Sacroiliitis occurs as a result of inflammation in the joint of the pelvis where the lowest part of the spine (sacrum) and the iliac bone of the hip meet. These joints are called sacroiliac joints. These joints provide shock absorption for the spine.
What Are The Symptoms and Risks of SI Joint Pain?
Risk Factors for SI Joint Pain:
- History of infections
- Pregnancy due to the loosening of the joints used in childbirth
- Trauma – sports related, motor vehicle accidents, usually sudden impact
- Pain, usually in the low back, leg (maybe in the front of the thigh), hip and/or buttock pain
- Pain that is worse when sitting for a long periods of time or rolling over in bed
- Stiffness in the low back and hips, especially when getting out of bed in the morning or after
- Sitting for long periods of time
How is SI Joint Pain Diagnosed?
After an examination and a review of your past medical history your spine surgeon or his physician assistant will order x-rays and an MRI to determine exactly which level of your spine in affected. After diagnostic testing is completed your physician will determine your treatment plan.

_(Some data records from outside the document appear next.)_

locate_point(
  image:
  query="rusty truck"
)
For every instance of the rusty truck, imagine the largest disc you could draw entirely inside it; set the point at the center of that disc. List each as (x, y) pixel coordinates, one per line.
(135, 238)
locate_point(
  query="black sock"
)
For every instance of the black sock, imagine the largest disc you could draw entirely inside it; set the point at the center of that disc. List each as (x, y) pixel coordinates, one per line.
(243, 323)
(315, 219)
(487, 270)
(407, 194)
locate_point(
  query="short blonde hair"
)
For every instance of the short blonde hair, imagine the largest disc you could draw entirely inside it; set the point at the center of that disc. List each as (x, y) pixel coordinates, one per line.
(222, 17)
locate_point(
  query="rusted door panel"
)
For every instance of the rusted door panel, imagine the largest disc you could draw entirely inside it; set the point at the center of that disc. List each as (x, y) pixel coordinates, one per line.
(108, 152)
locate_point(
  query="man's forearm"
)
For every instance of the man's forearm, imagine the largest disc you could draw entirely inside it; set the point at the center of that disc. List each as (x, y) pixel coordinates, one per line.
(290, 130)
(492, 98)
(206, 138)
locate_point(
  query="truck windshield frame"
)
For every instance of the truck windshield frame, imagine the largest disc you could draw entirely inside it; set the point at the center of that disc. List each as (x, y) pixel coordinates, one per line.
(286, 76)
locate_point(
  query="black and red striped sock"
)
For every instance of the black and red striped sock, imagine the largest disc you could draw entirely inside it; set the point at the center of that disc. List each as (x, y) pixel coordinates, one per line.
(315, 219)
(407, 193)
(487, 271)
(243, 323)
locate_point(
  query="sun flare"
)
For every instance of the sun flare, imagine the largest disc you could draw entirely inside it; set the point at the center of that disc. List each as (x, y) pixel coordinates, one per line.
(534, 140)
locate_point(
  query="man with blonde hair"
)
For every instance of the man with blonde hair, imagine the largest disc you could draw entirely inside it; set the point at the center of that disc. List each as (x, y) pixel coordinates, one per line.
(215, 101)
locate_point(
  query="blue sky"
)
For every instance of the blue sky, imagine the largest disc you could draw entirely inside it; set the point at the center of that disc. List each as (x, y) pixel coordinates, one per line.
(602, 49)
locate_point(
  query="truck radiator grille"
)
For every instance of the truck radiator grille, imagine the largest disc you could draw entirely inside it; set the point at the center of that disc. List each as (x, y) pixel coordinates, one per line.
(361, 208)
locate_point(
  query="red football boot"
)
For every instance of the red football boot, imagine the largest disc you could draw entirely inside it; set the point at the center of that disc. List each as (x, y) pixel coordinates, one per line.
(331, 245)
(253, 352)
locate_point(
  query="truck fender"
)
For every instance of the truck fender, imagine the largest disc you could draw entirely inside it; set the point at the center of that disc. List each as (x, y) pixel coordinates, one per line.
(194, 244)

What Are The Treatment Options for SI Joint Pain?
Non-surgical treatment options for sacroiliitis include physical therapy, exercise, medication, massage therapy, chiropractic therapy, acupuncture, and/or application of heat or cold compresses. Occasionally steroids are injected into the sacroiliac joint (SI joint) easing the pain and reducing the inflammation.

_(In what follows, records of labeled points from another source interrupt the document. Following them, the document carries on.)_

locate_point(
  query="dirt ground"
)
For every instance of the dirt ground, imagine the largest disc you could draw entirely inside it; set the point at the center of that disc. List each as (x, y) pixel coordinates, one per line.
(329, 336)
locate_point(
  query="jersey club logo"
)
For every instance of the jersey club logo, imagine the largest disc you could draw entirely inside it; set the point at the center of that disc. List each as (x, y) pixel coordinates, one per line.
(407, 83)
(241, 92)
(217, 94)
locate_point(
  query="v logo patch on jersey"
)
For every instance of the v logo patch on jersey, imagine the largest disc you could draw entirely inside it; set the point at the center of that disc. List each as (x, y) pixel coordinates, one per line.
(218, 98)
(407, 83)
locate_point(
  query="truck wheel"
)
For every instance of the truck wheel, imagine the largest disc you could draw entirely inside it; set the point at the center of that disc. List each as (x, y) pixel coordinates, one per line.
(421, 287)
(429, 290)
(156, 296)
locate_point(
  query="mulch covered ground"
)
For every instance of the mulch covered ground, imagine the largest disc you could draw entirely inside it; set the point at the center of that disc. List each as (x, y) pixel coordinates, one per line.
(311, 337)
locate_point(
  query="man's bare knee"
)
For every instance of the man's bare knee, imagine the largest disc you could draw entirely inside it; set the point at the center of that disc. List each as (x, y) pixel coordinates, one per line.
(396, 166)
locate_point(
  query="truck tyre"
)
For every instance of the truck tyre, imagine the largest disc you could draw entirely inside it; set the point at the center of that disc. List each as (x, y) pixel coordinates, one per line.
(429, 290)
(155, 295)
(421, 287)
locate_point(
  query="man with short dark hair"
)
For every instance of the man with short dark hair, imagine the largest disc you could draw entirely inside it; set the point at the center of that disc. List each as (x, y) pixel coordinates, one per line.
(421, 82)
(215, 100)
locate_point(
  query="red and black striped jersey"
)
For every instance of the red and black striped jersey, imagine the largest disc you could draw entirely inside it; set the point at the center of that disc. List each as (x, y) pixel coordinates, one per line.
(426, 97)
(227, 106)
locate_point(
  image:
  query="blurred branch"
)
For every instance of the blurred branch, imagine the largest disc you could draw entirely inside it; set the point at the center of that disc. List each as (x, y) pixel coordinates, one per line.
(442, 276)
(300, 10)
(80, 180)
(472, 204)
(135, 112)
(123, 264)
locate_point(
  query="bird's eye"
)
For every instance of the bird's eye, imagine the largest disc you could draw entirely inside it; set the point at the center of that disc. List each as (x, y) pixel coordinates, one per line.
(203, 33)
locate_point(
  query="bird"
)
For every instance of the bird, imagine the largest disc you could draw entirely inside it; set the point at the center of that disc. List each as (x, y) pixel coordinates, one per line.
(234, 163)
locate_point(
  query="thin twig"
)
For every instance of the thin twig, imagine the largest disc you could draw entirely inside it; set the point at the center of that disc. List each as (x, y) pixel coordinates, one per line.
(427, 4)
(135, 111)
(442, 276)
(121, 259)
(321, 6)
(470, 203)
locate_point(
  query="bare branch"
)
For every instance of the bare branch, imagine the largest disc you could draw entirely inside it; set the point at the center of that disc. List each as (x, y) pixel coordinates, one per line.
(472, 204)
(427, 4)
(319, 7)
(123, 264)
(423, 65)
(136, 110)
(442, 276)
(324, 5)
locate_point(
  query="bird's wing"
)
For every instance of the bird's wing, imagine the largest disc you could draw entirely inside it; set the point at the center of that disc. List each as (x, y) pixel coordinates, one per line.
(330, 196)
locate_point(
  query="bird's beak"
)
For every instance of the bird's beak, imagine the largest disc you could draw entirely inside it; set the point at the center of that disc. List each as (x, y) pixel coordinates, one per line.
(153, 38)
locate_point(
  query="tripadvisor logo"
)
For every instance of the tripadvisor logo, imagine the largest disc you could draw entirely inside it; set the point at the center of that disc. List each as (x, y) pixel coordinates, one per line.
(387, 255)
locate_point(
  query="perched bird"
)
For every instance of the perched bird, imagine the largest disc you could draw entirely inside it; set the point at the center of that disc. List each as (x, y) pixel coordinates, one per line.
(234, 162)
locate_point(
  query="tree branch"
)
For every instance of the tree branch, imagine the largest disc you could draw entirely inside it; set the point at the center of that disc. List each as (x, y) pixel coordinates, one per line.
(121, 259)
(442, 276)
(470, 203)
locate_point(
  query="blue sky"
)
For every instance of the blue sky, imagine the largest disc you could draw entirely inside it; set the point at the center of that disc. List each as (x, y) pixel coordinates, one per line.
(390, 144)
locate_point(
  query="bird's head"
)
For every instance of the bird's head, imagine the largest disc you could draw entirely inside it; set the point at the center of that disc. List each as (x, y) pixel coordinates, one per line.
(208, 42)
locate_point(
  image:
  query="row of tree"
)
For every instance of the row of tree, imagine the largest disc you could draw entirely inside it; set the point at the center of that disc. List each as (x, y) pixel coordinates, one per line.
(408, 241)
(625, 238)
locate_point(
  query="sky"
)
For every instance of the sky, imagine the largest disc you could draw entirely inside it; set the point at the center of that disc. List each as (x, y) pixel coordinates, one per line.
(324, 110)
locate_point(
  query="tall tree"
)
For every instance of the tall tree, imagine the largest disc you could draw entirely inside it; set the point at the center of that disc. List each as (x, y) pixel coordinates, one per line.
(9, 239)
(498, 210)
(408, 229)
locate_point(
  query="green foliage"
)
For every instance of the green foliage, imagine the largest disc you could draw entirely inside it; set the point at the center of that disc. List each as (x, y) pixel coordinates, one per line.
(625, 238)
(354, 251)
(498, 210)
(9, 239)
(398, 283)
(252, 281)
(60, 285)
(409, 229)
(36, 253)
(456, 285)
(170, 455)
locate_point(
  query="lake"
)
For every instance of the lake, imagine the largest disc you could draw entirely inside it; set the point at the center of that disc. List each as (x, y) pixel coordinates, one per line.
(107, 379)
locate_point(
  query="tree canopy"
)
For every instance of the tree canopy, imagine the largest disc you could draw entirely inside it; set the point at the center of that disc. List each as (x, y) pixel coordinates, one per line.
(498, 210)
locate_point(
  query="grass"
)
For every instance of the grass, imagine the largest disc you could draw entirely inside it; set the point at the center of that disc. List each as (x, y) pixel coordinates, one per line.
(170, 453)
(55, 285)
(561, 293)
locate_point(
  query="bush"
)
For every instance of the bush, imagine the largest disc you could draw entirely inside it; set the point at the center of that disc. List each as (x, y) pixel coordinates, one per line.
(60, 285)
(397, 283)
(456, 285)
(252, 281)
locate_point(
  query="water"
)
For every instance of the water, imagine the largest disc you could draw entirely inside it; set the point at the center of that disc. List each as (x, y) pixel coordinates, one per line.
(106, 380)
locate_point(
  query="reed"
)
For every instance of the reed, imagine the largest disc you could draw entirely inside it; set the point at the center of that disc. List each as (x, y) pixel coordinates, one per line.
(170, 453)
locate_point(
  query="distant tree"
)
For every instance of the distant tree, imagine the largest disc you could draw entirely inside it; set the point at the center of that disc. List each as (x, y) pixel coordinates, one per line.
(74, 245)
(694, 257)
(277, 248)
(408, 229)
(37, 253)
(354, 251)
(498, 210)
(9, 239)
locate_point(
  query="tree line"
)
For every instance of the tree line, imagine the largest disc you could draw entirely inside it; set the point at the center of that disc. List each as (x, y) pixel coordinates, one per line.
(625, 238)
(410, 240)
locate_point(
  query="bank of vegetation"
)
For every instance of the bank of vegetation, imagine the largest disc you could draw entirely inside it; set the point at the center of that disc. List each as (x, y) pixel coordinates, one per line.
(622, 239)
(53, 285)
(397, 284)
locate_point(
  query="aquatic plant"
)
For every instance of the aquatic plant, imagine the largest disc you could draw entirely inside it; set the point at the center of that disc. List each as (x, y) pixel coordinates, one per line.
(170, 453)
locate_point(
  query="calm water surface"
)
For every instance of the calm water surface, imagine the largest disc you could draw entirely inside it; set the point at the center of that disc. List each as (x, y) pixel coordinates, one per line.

The steroid injections are done by Orlando Orthopaedic Center’s Pain Management Physicians. This is done in an outpatient surgical suite under fluoroscopy (specialized x-ray machine), which allows the steroid medication to be injected into the sacroiliac joint surrounding the nerves that are being affected. This may relieve the pain completely. If the pain is not relieved surgery may be indicated.
The majority of patients with sacroiliitis can be treated without surgery. If the patient is still having severe pain that is unresponsive to non-surgical options and makes everyday activities unbearable, surgery may be considered. A sacroiliac joint fusion is performed. This procedure fuses the SI joint to stop motion in the joint. To learn more about SI Joint fusion click here. The spine surgeon will make the decision on whether surgery will benefit the patient.

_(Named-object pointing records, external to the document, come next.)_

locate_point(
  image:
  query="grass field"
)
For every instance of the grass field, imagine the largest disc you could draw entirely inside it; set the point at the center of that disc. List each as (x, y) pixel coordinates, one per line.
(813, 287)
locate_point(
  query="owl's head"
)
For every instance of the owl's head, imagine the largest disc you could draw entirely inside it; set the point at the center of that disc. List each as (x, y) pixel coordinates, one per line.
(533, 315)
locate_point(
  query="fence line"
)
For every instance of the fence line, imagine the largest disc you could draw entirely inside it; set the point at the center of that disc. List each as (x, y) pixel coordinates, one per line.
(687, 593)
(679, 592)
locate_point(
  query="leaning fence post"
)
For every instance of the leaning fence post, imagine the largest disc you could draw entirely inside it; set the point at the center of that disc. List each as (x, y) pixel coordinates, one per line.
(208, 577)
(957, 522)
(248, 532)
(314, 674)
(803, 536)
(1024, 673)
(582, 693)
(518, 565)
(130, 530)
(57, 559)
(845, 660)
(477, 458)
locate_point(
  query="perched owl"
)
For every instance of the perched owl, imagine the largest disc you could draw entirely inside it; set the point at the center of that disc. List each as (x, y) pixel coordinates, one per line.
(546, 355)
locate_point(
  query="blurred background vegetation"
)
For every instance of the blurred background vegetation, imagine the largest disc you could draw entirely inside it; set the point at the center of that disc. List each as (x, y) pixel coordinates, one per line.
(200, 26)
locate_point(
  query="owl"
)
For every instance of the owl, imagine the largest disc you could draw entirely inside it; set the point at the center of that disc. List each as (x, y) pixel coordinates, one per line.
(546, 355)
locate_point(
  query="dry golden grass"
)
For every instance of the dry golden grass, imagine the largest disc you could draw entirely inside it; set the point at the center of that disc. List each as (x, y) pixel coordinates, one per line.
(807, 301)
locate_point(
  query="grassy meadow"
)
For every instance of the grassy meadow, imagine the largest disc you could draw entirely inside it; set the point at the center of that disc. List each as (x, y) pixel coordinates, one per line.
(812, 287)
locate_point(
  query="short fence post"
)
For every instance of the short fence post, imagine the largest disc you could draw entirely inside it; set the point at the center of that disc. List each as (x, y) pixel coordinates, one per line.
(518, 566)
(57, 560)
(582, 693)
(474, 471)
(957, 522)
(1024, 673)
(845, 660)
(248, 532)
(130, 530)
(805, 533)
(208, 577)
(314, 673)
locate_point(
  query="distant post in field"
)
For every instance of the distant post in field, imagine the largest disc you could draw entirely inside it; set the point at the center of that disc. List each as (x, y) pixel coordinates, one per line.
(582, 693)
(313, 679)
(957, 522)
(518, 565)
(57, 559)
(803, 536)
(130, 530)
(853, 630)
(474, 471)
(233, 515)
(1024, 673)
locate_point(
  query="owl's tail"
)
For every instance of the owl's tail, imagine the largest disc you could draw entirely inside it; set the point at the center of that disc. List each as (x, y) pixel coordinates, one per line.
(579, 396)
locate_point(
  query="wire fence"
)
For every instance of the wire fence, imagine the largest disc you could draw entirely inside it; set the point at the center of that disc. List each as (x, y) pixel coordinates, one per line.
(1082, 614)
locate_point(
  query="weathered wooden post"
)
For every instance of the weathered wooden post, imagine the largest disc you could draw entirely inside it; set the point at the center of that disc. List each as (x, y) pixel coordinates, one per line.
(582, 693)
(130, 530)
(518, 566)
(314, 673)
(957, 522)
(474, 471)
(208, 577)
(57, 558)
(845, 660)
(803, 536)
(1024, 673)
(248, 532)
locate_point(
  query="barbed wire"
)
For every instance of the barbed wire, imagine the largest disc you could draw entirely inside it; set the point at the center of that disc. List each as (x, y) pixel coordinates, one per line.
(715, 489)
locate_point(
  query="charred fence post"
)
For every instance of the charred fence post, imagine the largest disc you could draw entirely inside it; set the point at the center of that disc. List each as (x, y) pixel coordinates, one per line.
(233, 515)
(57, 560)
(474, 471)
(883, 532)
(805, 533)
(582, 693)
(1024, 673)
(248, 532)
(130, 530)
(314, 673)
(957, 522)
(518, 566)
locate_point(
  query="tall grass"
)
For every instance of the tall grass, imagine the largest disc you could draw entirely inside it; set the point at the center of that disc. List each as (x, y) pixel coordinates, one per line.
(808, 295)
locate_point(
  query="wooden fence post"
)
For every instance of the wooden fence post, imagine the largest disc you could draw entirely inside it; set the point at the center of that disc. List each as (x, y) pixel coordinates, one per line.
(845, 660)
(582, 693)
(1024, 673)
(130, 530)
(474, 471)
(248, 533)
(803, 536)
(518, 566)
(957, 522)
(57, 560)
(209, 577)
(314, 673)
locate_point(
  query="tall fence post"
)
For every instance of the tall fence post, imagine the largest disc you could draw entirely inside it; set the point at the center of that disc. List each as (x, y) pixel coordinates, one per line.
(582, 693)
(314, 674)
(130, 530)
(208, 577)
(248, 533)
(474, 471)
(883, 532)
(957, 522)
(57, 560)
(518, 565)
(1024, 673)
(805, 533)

Who Should Consider Surgery?
Surgery should be considered for individuals who have failed conservative treatment with medications and injections, or those with symptoms that are so severe that they are starting to lose significant function and are at risk for permanent damage.
All risks and benefits of surgery should be considered before making a decision. The spine surgeon will discuss all available options and treatments.